Luis Felipe Ortega. Courtesy Museo Amparo

Luis Felipe Ortega in El País and La Tempestad

May 26, 2022

Two articles have been published about the solo exhibition of artist Luis Felipe Ortega at the Museo Amparo in Puebla, Mexico, entitled ...y luego se tornará resquicio, which ended on May 23rd.

The first article, by Ricardo Pineda, published in La Tempestad, presents the virtual piece that the artist created for the exhibition. In it, he addresses the relationship of bodies and objects with the space and time that surrounds them, as well as with the sound that accompanies them. A view that is both absurd and dramatic, based on Samuel Beckett's theater, a recurring figure in Ortega's work.

The second article, also written by Ricardo Pineda, was published in El País, and contains the following quotes from the artist:

"It is usually believed that art is a matter of orientation, but art also has the function of disorienting, and much of what I do has the purpose of disorienting the everyday terrain."

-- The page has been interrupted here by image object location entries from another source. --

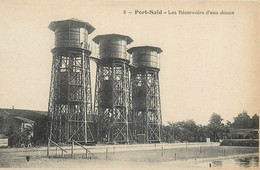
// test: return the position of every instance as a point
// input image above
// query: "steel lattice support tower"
(146, 106)
(70, 101)
(112, 89)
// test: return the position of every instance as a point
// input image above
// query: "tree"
(215, 128)
(242, 121)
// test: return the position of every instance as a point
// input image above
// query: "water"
(243, 162)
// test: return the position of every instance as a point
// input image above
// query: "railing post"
(72, 145)
(106, 153)
(56, 151)
(48, 148)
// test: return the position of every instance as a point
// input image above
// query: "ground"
(144, 156)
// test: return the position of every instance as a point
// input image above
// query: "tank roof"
(80, 24)
(157, 49)
(112, 36)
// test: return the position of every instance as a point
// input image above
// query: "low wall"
(240, 142)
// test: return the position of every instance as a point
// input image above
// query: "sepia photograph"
(129, 84)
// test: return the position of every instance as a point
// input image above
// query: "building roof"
(32, 115)
(157, 49)
(75, 22)
(98, 38)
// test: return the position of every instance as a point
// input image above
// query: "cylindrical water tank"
(145, 56)
(71, 33)
(113, 46)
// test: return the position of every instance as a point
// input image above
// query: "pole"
(72, 146)
(106, 153)
(162, 150)
(48, 148)
(56, 151)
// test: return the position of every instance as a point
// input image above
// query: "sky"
(209, 63)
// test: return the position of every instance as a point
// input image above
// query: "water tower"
(112, 89)
(146, 104)
(70, 102)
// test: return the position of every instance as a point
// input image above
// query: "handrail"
(80, 145)
(57, 145)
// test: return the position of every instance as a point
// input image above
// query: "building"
(16, 122)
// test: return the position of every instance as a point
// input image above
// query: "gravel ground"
(150, 156)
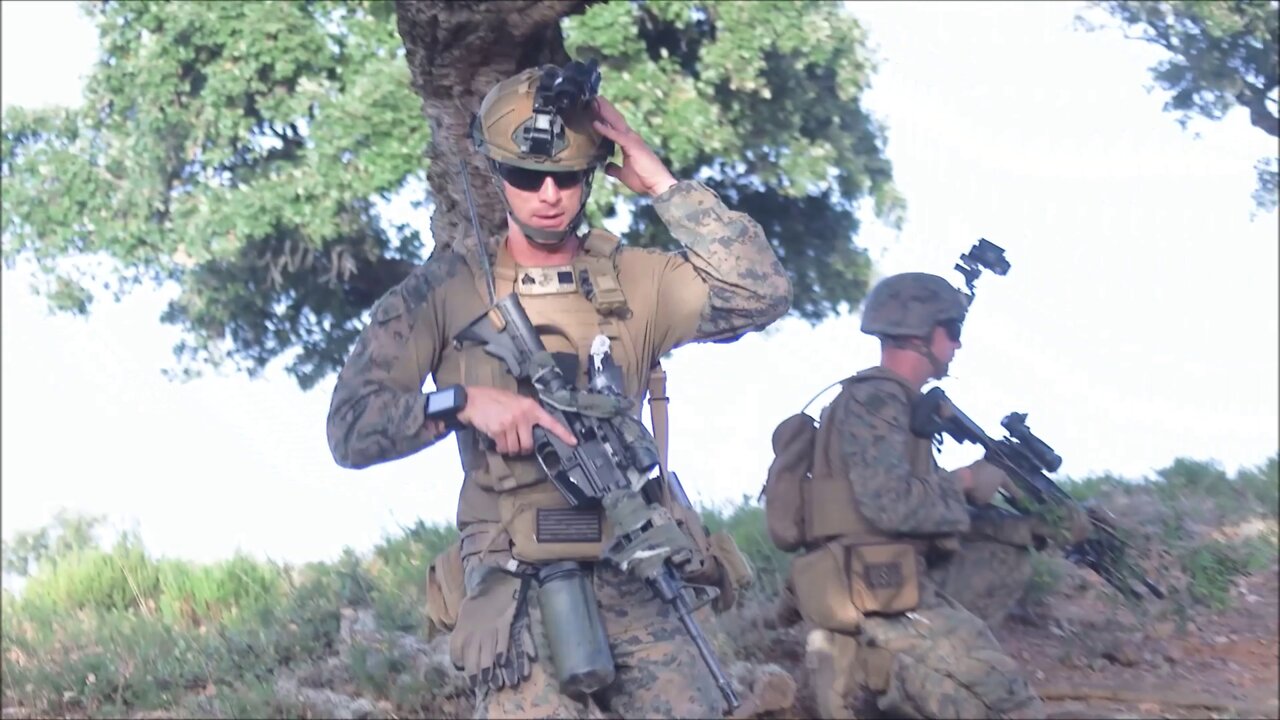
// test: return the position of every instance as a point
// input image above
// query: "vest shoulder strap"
(598, 261)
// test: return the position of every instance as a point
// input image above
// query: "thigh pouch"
(840, 582)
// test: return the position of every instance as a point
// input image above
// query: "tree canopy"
(240, 150)
(1221, 55)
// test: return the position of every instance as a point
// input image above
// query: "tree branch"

"The horizon is a kind of game of how you approach it, from what you see to what you don't see. And that's why the history and problematic around the horizon is so long-lived. It is something that interests me in particular, and that I have been sensing, facing and confronting at different times. And the thing is that as the horizon moves or drifts away, the closer you get, the farther away you also get. I think it is a sense that art in general and contemporary art in particular has, or that I am interested in a specific way, which is: what you see only makes sense because it can lead you to what you do not see. And there enters a plane that is not metaphysical and is detonated from the experience in the place, in relation to the piece, which is appealing as the horizon, to a physical and mental mobility. If you want to stay in the plane you see or want to see, you don't move and you don't walk. That's why the material processes end up being so complex, because it will allow you different models of mobility, so that you can then intuit that there was something that is not entirely predetermined so that you can consume it, but at the same time that you have to produce it".